For example, each of the magnets 1241a and 1243a may be magnetized to have two or more poles to sequentially have at least N and S poles in the optical axis direction, and each of the coils 1241b and 1243b may include at least two or more coils.

When power is applied to the plurality of coils 1241b and 1243b, the lens holder 1220 on which the plurality of magnets 1241a and 1243a are separately mounted, may be individually moved in the optical axis (Z-axis) direction by electromagnetic interaction between the plurality of magnets 1241a and 1243a and the plurality of coils 1241b and 1243b.

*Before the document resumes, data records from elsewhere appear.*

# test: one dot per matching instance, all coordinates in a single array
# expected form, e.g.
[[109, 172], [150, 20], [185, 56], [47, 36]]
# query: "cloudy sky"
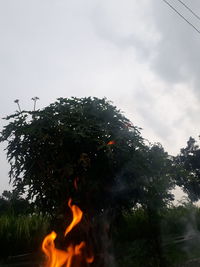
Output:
[[139, 54]]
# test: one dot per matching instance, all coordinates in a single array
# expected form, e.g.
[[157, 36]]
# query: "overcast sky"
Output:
[[139, 54]]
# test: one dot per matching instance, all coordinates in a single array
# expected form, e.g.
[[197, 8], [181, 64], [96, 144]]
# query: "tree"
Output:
[[81, 148], [11, 203], [188, 165]]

Accordingly, the zoom function or the auto-focus function may be implemented.

The plurality of magnets 1241a and 1243a may be separately mounted on the lens holders 1210 and 1220. For example, the magnet 1241a may be mounted on a side surface of the lens holder 1210, and the magnet 1243a may be mounted on a side surface of the lens holder 1220.

The plurality of coils 1241b and 1243b may respectively be mounted on the housing 1010 to face the plurality of magnets 1241a and 1243a.

The plurality of magnets 1241a and 1243a may be separately positioned on the both side surfaces of the lens holder 1220, respectively, and the plurality of coils 1241b and 1243b may also be separately positioned on both sidewalls of the housing 1010 to oppose each other.

For example, the plurality of coils 1241b and 1243b may be mounted on the main substrate 1070, and the main substrate 1070 may be attached to an outer surface of the housing 1010 in such a manner that the plurality of coils 1241b and 1243b are exposed to the inside of the housing 1010 through through-holes 1010-3 and 1010-4.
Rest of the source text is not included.